Implementation Example (Go)
Libraries like gobreaker (Go) or resilience4j (Java) abstract the boilerplate. Below is a concise example using gobreaker:
package main
import (
"fmt"
"io"
"net/http"
"time"
"github.com/sony/gobreaker"
)
var cb *gobreaker.CircuitBreaker
func init() {
cb = gobreaker.NewCircuitBreaker(gobreaker.Settings{
Name: "user-svc",
MaxRequests: 3, // allowed in half‑open state
Interval: 30 * time.Second, // reset stats interval
Timeout: 10 * time.Second, // time spent in open state
ReadyToTrip: func(c gobreaker.Counts) bool {
// Trip when ≥5 requests and failure ratio > 50 %
return c.Requests >= 5 && float64(c.TotalFailures)/float64(c.Requests) > 0.5
},
})
}
// FetchUser retrieves a user, applying the circuit breaker.
func FetchUser(id string) (string, error) {
result, err := cb.Execute(func() (interface{}, error) {
resp, err := http.Get("http://user-service/" + id)
if err != nil {
return nil, err
}
defer resp.Body.Close()
if resp.StatusCode >= 500 {
return nil, fmt.Errorf("upstream error: %d", resp.StatusCode)
}
body, err := io.ReadAll(resp.Body)
if err != nil {
return nil, err
}
return string(body), nil
})
if err != nil {
return "", err // caller can choose a fallback
}
return result.(string), nil
}
The snippet tracks failures over 30‑second windows. After 5 requests with a ≥ 50 % failure rate, it opens for 10 seconds. During that window, Execute returns immediately, preserving your resources. The half‑open probe allows 3 requests to verify recovery.
Advanced Usage
- Bulkheads – Limit the number of concurrent calls per breaker so a misbehaving service doesn’t exhaust your entire thread pool.
- Selective Retries – Apply retries only for transient errors (e.g., 429 or 503) and keep them out of the breaker’s failure count to avoid premature trips.
- Per‑dependency Settings – Critical services can tolerate more failures than low‑impact endpoints; tune thresholds accordingly.
Monitoring and Observability
- Emit logs and metrics on every state change.
- Track:
- Trip rates
- Operation latency
- Fallback invocations
Use the data to adjust thresholds or investigate upstream health.
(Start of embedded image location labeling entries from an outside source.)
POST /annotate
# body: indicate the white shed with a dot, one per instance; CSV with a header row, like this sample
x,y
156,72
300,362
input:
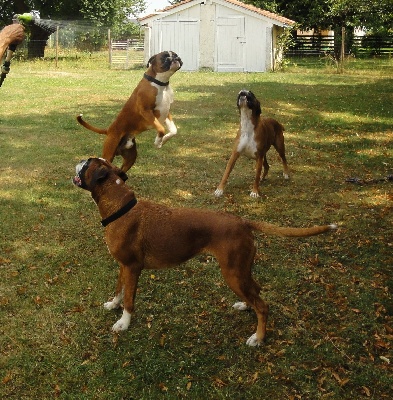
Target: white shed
x,y
222,35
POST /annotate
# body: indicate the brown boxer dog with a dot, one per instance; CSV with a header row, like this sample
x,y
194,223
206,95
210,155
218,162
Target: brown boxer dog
x,y
254,138
144,235
148,107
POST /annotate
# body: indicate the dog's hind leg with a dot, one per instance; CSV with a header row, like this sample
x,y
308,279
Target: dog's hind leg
x,y
130,278
129,154
231,163
280,147
236,271
109,149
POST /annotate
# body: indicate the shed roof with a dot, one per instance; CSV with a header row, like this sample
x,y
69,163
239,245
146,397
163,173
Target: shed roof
x,y
237,3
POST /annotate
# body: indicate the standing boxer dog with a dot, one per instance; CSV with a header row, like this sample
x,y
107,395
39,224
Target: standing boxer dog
x,y
255,137
144,235
147,108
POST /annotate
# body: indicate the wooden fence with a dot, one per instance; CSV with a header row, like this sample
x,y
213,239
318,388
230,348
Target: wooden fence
x,y
366,46
126,54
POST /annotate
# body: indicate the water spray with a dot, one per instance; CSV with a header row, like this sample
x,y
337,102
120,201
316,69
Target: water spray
x,y
26,19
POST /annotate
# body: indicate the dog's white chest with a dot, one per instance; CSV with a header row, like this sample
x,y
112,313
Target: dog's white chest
x,y
247,145
164,99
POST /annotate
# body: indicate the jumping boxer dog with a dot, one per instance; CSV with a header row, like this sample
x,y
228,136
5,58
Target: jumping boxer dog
x,y
145,235
147,108
254,138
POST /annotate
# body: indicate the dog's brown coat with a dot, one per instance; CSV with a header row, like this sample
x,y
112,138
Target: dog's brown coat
x,y
153,236
254,138
140,113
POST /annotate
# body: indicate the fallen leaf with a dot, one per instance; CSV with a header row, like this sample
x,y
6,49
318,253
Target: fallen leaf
x,y
163,387
7,378
366,391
If your breaker trips too often, either the threshold is too low or the upstream service is genuinely broken.
Common Pitfalls
- Ignoring half‑open failures – Treat them as normal failures; otherwise the breaker may stay open indefinitely.
- Coupling retries with the breaker’s failure count – This can cause the breaker to open on retry‑induced errors.
- Setting timeouts too short – May classify healthy latency spikes as failures.
- Not resetting statistics – Without an appropriate
Interval, old failures can keep the breaker open longer than needed.